Ischemia is a condition in which narrow, hardened or blocked blood vessels starve tissues. It can the heart from receiving enough oxygen to function, according to the Mayo Clinic.
The condition can also cause stroke, gangrene in limbs and other serious conditions.
Treatment for ischemia often involves a procedure to open blocked arteries or bypass surgery. However, treatment is harder in complex vessels that are small or damaged before treatment.
Chen and his clinical partners Keith Ozaki, Brigham and Women’s Hospital surgeon), and Joseph Woo, head of cardiothoracic surgery at Stanford University, developed the patch that grows new vessels while simultaneously avoiding complications of other treatment approaches.
“Therapeutic angiogenesis, when growth factors are injected to encourage new vessels to grow, is a promising experimental method to treat ischemia,” said Chen in a press release. “But in practice, the new branches that sprout form a disorganized and tortuous network that look like sort of a hairball and doesn’t allow blood to flow efficiently through it. We wanted to see if we could solve this problem by organizing them.”
Two patches were created with endothelial cells – one with pre-organized cells in a specific architecture and one where cells were injected without organizational structure. In vivo results showed that patches that had a pre-organized structure that reflected an improvement in reducing ischemia. Patches with no organization had the hairball effect.
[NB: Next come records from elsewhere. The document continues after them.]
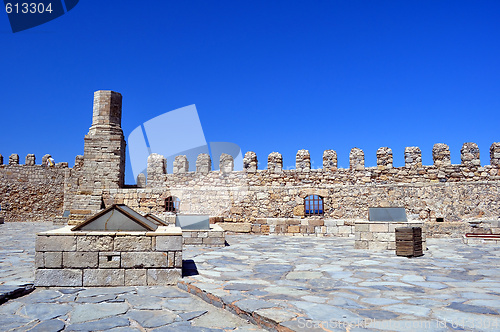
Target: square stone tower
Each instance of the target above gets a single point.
(104, 151)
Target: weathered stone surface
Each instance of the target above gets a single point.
(135, 277)
(329, 159)
(141, 180)
(103, 277)
(58, 277)
(413, 157)
(168, 243)
(132, 243)
(470, 155)
(30, 160)
(109, 260)
(357, 159)
(226, 163)
(53, 325)
(78, 259)
(55, 243)
(250, 163)
(144, 259)
(275, 162)
(441, 155)
(163, 276)
(181, 164)
(384, 158)
(303, 161)
(94, 311)
(203, 163)
(14, 159)
(52, 259)
(494, 154)
(239, 227)
(157, 168)
(94, 243)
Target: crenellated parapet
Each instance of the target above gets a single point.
(384, 158)
(226, 163)
(275, 162)
(357, 159)
(303, 161)
(250, 163)
(441, 155)
(203, 163)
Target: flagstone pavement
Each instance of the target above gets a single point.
(275, 282)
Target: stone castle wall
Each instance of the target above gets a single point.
(467, 191)
(31, 192)
(267, 200)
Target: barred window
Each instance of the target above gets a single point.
(313, 205)
(172, 204)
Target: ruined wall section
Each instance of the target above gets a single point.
(454, 192)
(31, 192)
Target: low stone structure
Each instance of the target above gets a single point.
(381, 235)
(96, 258)
(214, 237)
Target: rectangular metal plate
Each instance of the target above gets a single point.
(387, 214)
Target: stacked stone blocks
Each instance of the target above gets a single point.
(85, 259)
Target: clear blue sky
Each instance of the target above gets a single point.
(266, 75)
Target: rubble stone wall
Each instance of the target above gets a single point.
(32, 192)
(255, 199)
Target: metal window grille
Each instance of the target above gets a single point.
(313, 205)
(172, 204)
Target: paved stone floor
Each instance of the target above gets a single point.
(96, 309)
(296, 283)
(307, 282)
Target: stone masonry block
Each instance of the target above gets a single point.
(39, 261)
(135, 277)
(219, 241)
(358, 227)
(168, 243)
(237, 227)
(178, 259)
(383, 227)
(171, 258)
(94, 243)
(109, 260)
(55, 243)
(53, 259)
(103, 277)
(132, 243)
(78, 259)
(163, 276)
(345, 230)
(193, 240)
(58, 277)
(136, 260)
(361, 244)
(378, 246)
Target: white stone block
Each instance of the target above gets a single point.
(168, 243)
(58, 277)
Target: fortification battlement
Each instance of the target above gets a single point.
(413, 159)
(31, 161)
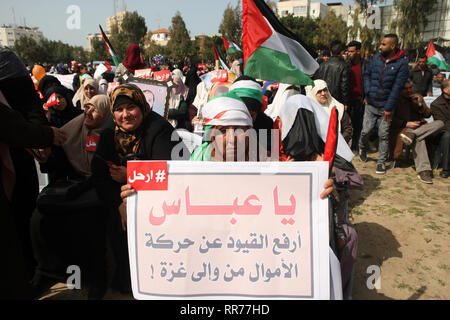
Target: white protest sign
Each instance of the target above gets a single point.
(230, 231)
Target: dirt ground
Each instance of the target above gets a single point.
(403, 227)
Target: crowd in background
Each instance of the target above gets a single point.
(381, 106)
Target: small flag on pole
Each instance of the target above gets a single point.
(109, 47)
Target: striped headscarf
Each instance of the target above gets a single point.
(128, 142)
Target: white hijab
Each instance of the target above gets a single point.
(331, 102)
(283, 93)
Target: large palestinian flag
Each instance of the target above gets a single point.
(230, 47)
(436, 58)
(109, 47)
(270, 50)
(218, 57)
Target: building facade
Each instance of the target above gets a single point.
(301, 8)
(9, 35)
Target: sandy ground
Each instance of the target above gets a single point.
(403, 227)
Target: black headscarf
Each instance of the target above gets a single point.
(58, 118)
(192, 81)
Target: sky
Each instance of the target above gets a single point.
(200, 16)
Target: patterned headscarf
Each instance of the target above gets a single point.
(129, 142)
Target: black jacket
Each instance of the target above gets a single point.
(156, 145)
(422, 83)
(336, 73)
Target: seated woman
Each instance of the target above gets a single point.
(321, 94)
(70, 200)
(302, 140)
(63, 111)
(136, 133)
(88, 89)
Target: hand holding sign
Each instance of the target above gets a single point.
(163, 75)
(52, 101)
(219, 76)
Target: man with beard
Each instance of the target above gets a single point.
(422, 77)
(384, 78)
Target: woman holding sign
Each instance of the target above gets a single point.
(136, 133)
(70, 200)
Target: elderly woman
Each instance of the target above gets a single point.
(321, 94)
(301, 141)
(70, 200)
(88, 89)
(63, 111)
(136, 133)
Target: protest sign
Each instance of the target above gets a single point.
(231, 231)
(163, 75)
(219, 76)
(143, 73)
(156, 93)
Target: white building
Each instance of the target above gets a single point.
(301, 8)
(117, 19)
(438, 27)
(9, 35)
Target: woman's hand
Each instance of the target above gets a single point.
(126, 191)
(118, 174)
(328, 189)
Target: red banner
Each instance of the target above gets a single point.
(163, 75)
(112, 86)
(144, 176)
(91, 143)
(51, 101)
(219, 76)
(143, 73)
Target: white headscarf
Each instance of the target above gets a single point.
(226, 110)
(331, 102)
(283, 93)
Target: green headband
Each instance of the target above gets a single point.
(248, 93)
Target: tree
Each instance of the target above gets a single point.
(331, 28)
(412, 18)
(304, 28)
(99, 51)
(231, 25)
(132, 30)
(180, 45)
(28, 50)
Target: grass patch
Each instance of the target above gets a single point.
(444, 267)
(405, 286)
(433, 226)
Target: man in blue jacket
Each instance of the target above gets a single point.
(384, 79)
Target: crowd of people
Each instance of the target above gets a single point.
(83, 137)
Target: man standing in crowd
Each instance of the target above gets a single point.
(440, 109)
(335, 72)
(410, 113)
(422, 77)
(384, 79)
(356, 93)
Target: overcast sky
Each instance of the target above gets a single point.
(200, 16)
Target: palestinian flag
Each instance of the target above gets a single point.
(109, 47)
(270, 50)
(218, 57)
(436, 58)
(230, 47)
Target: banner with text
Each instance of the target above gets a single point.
(230, 231)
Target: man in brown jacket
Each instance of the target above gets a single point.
(440, 109)
(410, 113)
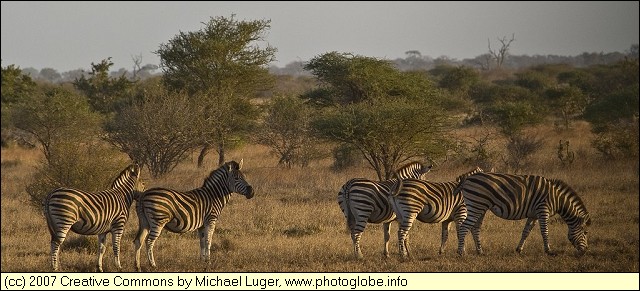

“This pre-clinical work presents a novel approach to guide enhanced blood flow to specific areas of the body,” Ozaki said. “The augmented blood nourishment provides valuable oxygen to heal and functionally preserve vital organs such as the heart and limbs.”
Since the vessels have to be printed on such a 100-micronn scale to fit tiny blood vessels, Chen enlisted the help of Boston biomedical technology company Innolign, which he helped found. Using 3D printing allows for researchers to change and test designs quickly while also allowing for scalability.
“One of the questions we were trying to answer is whether or not architecture of the implant mattered, and this showed us that yes, it does, which is why our unique approach using a 3D printer was important,” said Chen. “The pre-organized architecture of the path helped to guide the formation of new blood vessels that seemed to deliver sufficient blood to the downstream tissue. While it wasn’t a full recovery, we observed functional recovery of function in the ischemic tissue.”
The 3D printing approach is still in its early stages, but the researchers say that the results are promising. Chen and his team are going to work more on the scalability of the patches and work on structures that could be better than what they are currently testing.
“This project has been long in the making, and our clinical collaborators have been indispensable to the success of the project,” said Chen. “As a bioengineer, we were focused on how to actually build the patch itself, while the clinical perspective was critical to the design process. We look forward to continuing our partnerships as we move forward.”
The research was published online in the journal Nature Biomedical Engineering.